Aeroclassics can certainly do bare metal on their DC-10s and the classic look of this aircraft is magnificently recreated with the aid of the silver belly and engines. The printing quality is very fine across the board. What is also nice is that the areas of carbon fibre at the nosecone, rear engine nacelles and around the wing and stabilizer joins are correctly grey not silver. Less good is that the tail is painted silver rather than left baremetal like the fuselage.

The model is generally well built but the engines under the wing are not fitted in the same way. The port side engine sticks up a little and the starboard side engine sticks down. The correct position is, I think, somewhere in between.
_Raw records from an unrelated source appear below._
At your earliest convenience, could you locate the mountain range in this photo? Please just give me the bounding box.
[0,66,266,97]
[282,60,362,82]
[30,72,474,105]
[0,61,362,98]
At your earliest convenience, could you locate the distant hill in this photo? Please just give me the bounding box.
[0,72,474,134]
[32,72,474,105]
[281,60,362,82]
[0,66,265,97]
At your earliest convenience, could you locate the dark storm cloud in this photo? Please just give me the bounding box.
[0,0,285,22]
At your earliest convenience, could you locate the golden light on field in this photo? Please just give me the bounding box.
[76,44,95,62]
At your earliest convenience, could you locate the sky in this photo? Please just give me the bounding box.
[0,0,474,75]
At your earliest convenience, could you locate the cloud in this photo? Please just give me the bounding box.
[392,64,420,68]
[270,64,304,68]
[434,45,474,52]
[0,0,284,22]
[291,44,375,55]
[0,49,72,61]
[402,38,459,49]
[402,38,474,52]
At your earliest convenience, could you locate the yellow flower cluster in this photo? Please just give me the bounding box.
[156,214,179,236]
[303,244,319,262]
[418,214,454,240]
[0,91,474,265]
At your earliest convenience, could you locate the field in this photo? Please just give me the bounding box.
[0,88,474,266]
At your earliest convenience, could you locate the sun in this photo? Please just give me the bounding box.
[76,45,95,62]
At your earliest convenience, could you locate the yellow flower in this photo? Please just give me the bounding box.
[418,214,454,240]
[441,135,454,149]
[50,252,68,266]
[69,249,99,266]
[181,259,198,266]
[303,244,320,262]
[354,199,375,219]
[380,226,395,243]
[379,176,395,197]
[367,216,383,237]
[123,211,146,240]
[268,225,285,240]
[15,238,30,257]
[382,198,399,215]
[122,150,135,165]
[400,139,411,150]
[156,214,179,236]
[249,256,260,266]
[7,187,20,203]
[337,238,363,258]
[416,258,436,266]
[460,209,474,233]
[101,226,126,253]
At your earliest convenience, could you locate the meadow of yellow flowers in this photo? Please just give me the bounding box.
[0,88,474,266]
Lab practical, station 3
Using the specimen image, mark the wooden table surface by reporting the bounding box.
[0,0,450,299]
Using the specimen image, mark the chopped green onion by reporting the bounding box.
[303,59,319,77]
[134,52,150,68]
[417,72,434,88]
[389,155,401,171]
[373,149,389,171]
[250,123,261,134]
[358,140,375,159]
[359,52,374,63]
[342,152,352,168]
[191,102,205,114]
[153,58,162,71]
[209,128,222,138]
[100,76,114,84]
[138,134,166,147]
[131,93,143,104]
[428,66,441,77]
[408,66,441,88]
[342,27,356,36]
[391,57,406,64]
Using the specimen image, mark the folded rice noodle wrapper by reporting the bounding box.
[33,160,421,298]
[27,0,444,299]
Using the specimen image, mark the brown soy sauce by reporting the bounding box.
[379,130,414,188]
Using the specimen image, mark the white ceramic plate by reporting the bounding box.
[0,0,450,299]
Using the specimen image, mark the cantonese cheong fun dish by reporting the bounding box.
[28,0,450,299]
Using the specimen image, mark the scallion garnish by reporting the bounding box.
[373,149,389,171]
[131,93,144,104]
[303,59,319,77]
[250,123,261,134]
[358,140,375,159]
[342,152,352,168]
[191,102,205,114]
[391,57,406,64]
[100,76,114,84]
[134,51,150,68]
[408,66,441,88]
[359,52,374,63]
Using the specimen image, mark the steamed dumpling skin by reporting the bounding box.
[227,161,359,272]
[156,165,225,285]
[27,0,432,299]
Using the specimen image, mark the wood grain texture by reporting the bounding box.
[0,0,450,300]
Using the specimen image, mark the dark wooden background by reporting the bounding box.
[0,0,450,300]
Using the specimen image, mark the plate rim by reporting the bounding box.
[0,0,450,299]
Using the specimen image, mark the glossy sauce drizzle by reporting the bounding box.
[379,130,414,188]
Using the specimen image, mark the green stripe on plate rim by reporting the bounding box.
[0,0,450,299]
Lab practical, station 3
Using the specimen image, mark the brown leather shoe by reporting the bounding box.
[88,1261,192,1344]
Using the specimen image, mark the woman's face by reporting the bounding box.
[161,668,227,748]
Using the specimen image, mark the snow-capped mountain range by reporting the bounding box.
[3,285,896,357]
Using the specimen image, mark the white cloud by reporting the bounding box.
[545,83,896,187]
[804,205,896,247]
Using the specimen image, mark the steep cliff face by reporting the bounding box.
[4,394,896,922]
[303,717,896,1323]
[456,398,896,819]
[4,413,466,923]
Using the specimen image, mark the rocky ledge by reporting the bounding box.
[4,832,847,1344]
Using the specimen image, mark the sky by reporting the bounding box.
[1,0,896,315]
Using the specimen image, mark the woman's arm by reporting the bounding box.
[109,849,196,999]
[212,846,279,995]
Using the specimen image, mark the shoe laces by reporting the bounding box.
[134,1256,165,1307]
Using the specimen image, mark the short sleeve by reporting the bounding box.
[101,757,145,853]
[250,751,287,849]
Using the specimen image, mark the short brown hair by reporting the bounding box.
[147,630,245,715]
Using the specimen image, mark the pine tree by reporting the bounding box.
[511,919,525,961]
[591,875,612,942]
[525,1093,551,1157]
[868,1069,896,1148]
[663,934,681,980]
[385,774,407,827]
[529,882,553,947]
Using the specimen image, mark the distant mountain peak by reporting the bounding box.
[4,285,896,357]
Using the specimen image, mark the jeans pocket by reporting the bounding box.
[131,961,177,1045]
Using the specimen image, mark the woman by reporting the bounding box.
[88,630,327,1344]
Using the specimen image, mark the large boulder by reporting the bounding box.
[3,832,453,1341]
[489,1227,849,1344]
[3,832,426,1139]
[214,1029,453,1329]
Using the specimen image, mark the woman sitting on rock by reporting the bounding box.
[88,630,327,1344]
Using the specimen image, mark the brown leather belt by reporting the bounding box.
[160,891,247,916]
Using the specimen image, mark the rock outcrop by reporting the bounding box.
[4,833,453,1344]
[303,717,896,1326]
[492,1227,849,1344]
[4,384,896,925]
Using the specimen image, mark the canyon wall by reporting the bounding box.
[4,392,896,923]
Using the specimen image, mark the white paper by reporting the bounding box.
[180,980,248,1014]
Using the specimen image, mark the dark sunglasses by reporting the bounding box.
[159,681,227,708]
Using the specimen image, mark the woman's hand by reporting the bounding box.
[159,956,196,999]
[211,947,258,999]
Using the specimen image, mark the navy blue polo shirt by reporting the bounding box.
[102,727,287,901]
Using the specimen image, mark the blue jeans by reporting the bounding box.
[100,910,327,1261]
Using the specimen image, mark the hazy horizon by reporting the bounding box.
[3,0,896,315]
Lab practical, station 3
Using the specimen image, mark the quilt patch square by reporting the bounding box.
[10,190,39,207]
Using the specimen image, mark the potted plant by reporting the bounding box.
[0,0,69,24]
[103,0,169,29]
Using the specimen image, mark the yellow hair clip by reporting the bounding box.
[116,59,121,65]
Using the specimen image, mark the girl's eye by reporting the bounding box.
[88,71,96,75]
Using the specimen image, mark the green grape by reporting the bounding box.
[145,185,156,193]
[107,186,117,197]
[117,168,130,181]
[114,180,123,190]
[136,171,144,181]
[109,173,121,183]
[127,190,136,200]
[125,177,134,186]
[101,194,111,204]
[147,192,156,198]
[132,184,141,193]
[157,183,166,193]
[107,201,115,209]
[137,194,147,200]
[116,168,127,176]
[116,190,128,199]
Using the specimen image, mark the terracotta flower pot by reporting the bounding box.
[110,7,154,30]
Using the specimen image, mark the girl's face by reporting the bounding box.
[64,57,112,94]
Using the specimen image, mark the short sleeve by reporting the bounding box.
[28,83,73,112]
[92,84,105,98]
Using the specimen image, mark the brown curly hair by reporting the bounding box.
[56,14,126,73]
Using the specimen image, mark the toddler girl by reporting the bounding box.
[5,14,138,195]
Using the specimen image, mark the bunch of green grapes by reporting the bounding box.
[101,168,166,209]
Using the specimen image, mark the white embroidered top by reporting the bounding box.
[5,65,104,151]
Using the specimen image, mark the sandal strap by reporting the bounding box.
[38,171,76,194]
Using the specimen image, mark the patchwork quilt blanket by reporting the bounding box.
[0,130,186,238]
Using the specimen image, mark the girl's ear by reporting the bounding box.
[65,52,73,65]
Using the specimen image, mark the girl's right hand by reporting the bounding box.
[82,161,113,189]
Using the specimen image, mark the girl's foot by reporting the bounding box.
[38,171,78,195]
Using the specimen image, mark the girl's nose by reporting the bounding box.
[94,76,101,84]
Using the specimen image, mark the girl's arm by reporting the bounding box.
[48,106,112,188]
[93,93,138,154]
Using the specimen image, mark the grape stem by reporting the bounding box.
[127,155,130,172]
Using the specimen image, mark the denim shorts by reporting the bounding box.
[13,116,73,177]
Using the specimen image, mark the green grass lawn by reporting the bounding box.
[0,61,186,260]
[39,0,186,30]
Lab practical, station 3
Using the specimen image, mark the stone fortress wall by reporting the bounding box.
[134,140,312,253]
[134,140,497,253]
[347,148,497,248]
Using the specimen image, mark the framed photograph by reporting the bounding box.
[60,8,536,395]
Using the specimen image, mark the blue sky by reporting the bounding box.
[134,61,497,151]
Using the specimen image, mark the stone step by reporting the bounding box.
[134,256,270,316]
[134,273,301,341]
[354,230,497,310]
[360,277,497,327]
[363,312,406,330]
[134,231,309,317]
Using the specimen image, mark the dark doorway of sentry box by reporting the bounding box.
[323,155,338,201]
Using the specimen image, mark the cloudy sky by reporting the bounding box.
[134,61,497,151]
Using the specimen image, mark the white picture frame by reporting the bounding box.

The Aeroclassics DC-10 is so superior to the older Gemini Jets mould, and the printing of the cockpit and engines that much better also, that I bit the bullet and replaced my old chrome Gemini model. I also like the rough and ready baremetal look rather than the chrome (there was a real metal version of the Gemini I just didn’t own it). Nonetheless Gemini got the livery mainly correct – they had the right tail and the right title colour, back in 2001. It is frustrating that Aeroclassics keep on making basic livery errors. This DC-10 is far from perfect because of that.


1 Comment

  1. Thanks again Rich for this review. One thing I noticed on your review model is that the tail fin does not appear to be inserted correctly, so the centre engine is horizontal and should sit parallel with the fuselage. THe engine appears to slope backwards slightly? Now the only Hawaiian Airlines model left for Aeroclassics to make is a Vickers Viscount?